Feedlot inventory has fudge factor

May 02, 2024

Supply and demand drive cattle prices. The U.S. Department of Agriculture’s National Agricultural Statistics Service compiles a wealth of information regarding cattle supply from surveys of producers. It publishes that in Cattle on Feed reports.

Using a balance-sheet approach ensures that estimates are as accurate as possible. Cattle on feed at the beginning of the month, plus placements, minus fed-cattle marketings and other disappearance should equal cattle on feed at the beginning of the next month.

“Other disappearance” includes death loss, cattle movement from feedlots to pasture and shipments to other feedlots for further feeding. The “Cattle Price Reactions to Cattle on Feed” reports can be large. That makes accounting important for even subtle inventory changes.
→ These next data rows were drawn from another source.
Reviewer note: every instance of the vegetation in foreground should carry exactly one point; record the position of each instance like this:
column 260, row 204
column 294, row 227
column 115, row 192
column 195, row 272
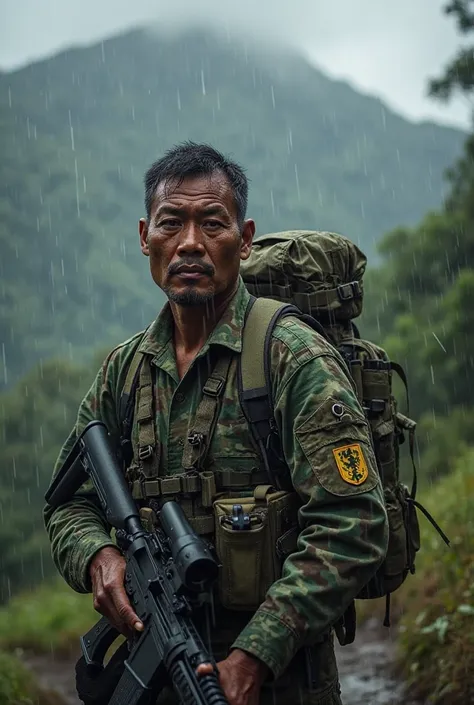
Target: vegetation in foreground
column 48, row 619
column 18, row 685
column 436, row 644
Feedlot flexibility complicates counts

During January 2024 other disappearance from U.S. feedlots with a capacity of 1,000 head or more totaled 81,000 head. That was 18,000 head or 29 percent more than January 2023 and the largest since October 2014. February 2024’s other disappearance totaled 56,000 head; that was 3 percent less than February 2023.

The USDA asks survey respondents to only include “steers and heifers being fed a ration of grain, silage, hay and/or protein supplement for the slaughter market that are expected to produce a carcass that will grade select or better” in their on-feed inventories. That hopefully keeps cattle intended to go to pasture from appearing in cattle-on-feed inventories. Those cattle will be included in placements when they go to a finishing feedlot and then on that feedlot’s inventory.

And feedlots backgrounding cattle for sale as feeders, or for further finishing in another feedlot, should not include those cattle in their on-feed inventory. The USDA will include those cattle as placements when they go into a finishing feedlot. Including them as on-feed inventory in the backgrounding lot would overstate market-ready supplies and supplies of cattle soon to be market-ready. If backgrounding cattle were incorrectly included in on-feed inventories, they would not appear as fed-cattle marketings when they were sold as feeders or finished in another feedlot. They would land in the selling or transferring feedlot’s other disappearance. The larger the other disappearance, the more complicated the supply analysis becomes.

One exception to only including cattle intended for slaughter in the on-feed inventory may exist. Producers sometimes pull heifers out of feedlots for breeding. Think of those as two-way heifers; they are available for finishing or breeding. They should be included in on-feed inventories until they go to pasture. Then they will appear in other disappearance. That’s why other disappearance usually peaks in May each year when grass becomes more available.

Feedlots developing heifers and selling them as replacements is not new and is not widespread, but is a business opportunity. That’s especially the case when replacement-heifer values are excellent.